Larrabee delayed to 2011 ?

Nick · Dec 16, 2009

OpenGL guy said:
I don't think they can. 1024 bits divided between a maximum of 16 cores would leave only 64 bits per core per cycle. That's only 2 Zs per core, so 1/8th of the full vector width. Maybe the next incarnation of Larrabee will be different, but this was what was discussed previously.

Edit: I think I see what you mean now. You're implying that each vector unit can use its local memory to write out 16-wide vectors per clock. That would be 256 Zs per clock, assuming nothing else interfered.

Yes, each core has a local subset of L2 cache memory, which I assume it can access at full speed. The 1024 bit ring bus connects the L2 subsets, texture samplers, and memory interface.

I agree that's not phenomenal though. R600 had a 1024 bit ring bus as well and apparently that didn't turn out to be a success...

rpg.314 · Dec 16, 2009

Nick said:
I mean, you start with C code or something equivalent, it gets compiled to x86 code, it gets decompiled into the original C operations, you perform whatever optimization applies to your processor, and output RISC code.

It's not so easy. You compile your C code, which has nothing to do with all of these instruction flags. You decompile your assembly to C and all those flag changes are now in your new C code. And then spend a lot of time to figure out which ones are useless. And all this is while you are spending cpu cycles, which could have otherwise be spent executing code.

IMHO, for a real ISA comparison, which we should compare perf/W/mm of cpu's runnig code in a non-jit language like python, ruby, lua etc to cancel the effects of compiler/ISA-specific optimizations.

3dilettante · Dec 16, 2009

Nick said:
But why? If RISC is so superior why not translate it into a sequence of superior RISC instructions?

A minor nitpick is that Transmeta's design was VLIW.

It is also a bit disingenuous to state that emulating a different architecture in software does not impose a penalty.
The addressing modes x86 has are more numerous, its page table handling is emulated, its full condition code behavior is supposed to be emulated, and the floating point pipeline is wider to support 80-bit registers, or do you suppose an ideal RISC could somehow emulate 80-bit FP with 64-bit registers without penalty?

These are things where tweaks to the architecture to help give the software a leg up can be a signficant win.

Atom is also a significantly smaller chip with reduced power consumption.

Efficeon topped out at 7 watts and was about 68mm2, with 1 MiB L2 cache, on-die memory controller, and HT link.
Atom is 25mm2 with half the L2, no memory controller and 3 watts TDP, and it sports 2 threads.

Efficeon was at 90nm.
I suppose we could imagine what could happen if it were on a process 4 times as dense.

I'm not sure if this is a feather in Transmeta's cap or an unfortunate reality of Atom.
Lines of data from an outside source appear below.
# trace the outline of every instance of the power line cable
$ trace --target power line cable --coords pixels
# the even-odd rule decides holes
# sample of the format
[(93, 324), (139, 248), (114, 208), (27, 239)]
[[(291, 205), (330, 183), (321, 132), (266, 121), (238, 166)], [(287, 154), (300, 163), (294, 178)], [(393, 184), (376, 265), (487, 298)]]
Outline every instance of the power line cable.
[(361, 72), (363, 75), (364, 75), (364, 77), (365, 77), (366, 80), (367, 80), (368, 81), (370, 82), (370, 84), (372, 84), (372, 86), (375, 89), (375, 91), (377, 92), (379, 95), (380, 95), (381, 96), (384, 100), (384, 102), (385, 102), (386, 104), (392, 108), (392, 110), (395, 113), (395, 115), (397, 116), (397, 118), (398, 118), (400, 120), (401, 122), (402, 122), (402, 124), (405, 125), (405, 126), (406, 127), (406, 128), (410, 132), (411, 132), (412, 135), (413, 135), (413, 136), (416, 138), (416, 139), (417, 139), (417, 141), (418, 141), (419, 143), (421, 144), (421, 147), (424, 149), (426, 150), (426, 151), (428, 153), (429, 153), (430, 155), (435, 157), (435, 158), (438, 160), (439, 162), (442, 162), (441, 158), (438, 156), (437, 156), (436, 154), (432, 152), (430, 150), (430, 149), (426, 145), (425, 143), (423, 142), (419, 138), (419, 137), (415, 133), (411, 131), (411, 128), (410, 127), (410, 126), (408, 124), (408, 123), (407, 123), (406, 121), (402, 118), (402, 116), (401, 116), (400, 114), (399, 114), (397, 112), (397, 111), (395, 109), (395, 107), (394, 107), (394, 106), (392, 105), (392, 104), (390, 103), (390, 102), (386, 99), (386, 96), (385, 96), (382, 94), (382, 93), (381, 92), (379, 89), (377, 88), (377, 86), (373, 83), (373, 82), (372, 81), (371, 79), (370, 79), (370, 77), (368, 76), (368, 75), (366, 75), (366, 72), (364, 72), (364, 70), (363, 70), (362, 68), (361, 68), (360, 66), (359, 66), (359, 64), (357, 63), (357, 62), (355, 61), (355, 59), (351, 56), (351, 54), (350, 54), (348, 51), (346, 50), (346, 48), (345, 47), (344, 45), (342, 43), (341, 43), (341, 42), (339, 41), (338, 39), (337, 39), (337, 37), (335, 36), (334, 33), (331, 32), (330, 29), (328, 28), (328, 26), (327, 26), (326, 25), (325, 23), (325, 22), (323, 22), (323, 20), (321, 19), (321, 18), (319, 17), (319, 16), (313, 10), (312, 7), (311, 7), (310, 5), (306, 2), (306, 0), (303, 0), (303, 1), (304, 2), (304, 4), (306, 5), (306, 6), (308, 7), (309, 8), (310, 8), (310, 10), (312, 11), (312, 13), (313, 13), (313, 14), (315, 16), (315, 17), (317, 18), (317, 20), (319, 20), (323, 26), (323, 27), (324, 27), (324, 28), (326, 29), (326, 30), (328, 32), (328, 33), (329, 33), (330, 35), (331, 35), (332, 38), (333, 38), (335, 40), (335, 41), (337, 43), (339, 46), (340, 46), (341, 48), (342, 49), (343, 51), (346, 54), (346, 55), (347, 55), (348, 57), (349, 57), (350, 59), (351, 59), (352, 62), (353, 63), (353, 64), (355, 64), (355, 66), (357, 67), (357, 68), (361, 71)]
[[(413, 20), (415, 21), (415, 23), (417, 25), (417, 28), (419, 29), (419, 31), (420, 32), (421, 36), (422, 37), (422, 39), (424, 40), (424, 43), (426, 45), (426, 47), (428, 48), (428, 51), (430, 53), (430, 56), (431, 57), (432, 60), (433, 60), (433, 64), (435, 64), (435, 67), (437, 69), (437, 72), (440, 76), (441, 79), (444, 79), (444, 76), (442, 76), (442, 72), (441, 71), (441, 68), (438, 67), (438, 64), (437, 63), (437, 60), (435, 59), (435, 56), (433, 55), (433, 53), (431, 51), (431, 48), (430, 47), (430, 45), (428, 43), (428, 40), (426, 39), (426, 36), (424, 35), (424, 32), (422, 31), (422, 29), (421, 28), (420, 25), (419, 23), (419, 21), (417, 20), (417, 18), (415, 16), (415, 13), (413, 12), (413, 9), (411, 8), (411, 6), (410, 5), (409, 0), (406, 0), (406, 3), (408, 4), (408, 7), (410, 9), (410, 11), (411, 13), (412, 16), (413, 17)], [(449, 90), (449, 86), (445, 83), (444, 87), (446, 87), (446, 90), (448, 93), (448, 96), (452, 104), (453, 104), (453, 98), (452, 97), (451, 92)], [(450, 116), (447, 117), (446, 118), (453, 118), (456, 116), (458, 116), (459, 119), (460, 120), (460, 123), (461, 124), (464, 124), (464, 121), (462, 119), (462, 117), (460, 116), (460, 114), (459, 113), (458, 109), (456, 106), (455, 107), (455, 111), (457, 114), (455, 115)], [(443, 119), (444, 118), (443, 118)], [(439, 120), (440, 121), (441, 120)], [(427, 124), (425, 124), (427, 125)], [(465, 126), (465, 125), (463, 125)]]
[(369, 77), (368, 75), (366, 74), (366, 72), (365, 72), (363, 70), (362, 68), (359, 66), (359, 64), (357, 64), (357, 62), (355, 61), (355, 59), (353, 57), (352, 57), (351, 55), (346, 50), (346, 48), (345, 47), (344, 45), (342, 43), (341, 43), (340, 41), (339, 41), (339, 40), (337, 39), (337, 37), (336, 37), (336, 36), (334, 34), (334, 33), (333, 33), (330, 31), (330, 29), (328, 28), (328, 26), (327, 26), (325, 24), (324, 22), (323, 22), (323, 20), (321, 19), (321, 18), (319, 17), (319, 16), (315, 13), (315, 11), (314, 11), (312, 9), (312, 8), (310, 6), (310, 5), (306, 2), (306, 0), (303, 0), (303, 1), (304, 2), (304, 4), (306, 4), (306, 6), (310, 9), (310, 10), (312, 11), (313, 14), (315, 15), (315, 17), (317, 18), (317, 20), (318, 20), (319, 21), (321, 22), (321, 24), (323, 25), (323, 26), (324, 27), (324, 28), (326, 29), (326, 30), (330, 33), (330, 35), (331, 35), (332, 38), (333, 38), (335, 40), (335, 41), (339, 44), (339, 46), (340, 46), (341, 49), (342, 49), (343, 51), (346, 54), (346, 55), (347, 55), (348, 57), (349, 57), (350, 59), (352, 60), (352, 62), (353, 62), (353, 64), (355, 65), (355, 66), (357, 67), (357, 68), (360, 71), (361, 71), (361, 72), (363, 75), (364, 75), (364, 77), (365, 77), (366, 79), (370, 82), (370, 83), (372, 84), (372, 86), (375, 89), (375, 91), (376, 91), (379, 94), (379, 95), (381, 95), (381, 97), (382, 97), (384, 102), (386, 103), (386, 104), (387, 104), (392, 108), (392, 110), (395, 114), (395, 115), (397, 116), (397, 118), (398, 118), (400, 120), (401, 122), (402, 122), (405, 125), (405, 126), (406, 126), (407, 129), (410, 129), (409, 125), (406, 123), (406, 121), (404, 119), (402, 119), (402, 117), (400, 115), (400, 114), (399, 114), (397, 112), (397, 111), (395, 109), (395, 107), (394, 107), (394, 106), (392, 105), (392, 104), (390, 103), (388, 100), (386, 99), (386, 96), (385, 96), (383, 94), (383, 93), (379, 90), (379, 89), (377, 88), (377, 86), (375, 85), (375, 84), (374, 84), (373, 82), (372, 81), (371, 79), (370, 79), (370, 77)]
That's indeed likely. The transistor density difference might be due to the dynamic logic versus CMOS. Either way it's hard to conclude that the Pentium was inferior due to x86.

Pentium was of an earlier age, and an earlier Alpha beat it by 1/3 in size, with better integer and FP performance.

Nick · Dec 16, 2009

rpg.314 said:
Really? Tell me that when you see atom beating arm at perf/mm/W. Come to think of it, we'll see how much ISA matters when ARM cortex A9 faces off with intel atom next year.

I'm curious about that. Do you have some extensive benchmark results comparing Atom and an ARM processor? I'm not implying that Atom would beat ARM at any metric, but I wonder how big the difference really is, and how that would impact something like Larrabee.

LRB's readiness for the HPC market is a matter of speculation at the moment.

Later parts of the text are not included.